A possible limitation of the present study is that RASSF1A methylation is not observed in all breast cancers, and its expression in the primary tumor is a prerequisite for RE-dMSP. In the present study, as many as 92.2% of breast tumors were RASSF1A methylation-positive; this was consistent with previous studies reporting frequencies of 90.4–97.8% (10,19), suggesting that RE-dMSP is applicable for use in >90% of breast tumors. Moreover, we had already reported that ≥1 of the three RASSF1A, GSTP1 and RARB2 genes is methylated in 98% of breast tumors, indicating that for RE-dMSP, the addition of GSTP1 and RARB2 to RASSF1A would enhance its applicability to nearly all breast tumors (10,34). OSNA has been repeatedly revealed to be as accurate as routine histological examination for the detection of SN metastases in unselected breast tumors (5), and is used in clinical practice in numerous countries. A lack of CK19 mRNA expression (a target of OSNA) has been reported in 1.6–3.0% of breast tumors (35,36). These results suggest that RE-dMSP targeting methylated GSTP1, RARB2 and RASSF1A genes may also be applicable to unselected breast tumors, much like OSNA. Further studies to pursue this possibility would be worthwhile.

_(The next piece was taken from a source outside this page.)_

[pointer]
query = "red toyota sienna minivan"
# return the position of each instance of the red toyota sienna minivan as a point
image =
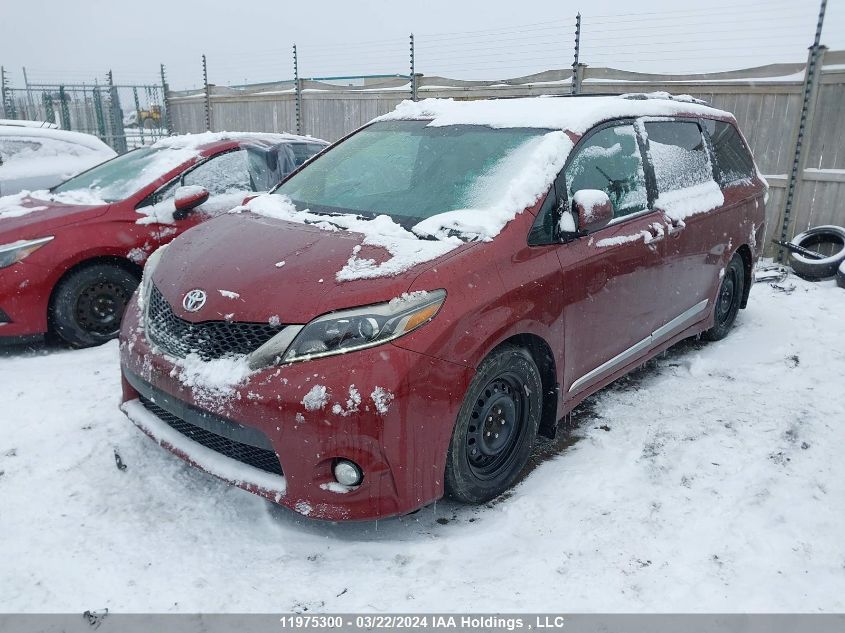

The second limitation is that RE-dMSP cannot be used for the intraoperative diagnosis of SN metastasis, since it requires an overnight assay procedure. We believe that OSNA and RE-dMSP are complementary to each other for the detection of SN metastasis: OSNA is quicker than RE-dMSP and thus suitable for intraoperative analysis, while RE-dMSP provides a more accurate assessment of TTL, and is thus more suitable for postoperative analyses. The association between OSNA and RE-dMSP is analogous to that between intraoperative frozen and postoperative FFPE section analyses. Therefore, if the clinical significance of TTL determined by RE-dMSP is confirmed in the future, RE-dMSP may potentially be used alongside OSNA in daily practice, replacing the need for histological analysis. The third limitation was our limited sample size, which included only 161 LNs from 71 patients. We are currently working with other institutions to increase the sample population and hope to corroborate the findings in the future.

In conclusion, the present study demonstrated the development of an RE-dMSP assay to precisely detect RASSF1A methylation by methylation-specific restriction enzyme digestion, followed by dPCR. RE-dMSP was indicated to detect SN metastasis more accurately, and to estimate TTL more precisely than OSNA. However, the clinical utility of RE-dMSP requires further validation, including future studies with a greater number of patients.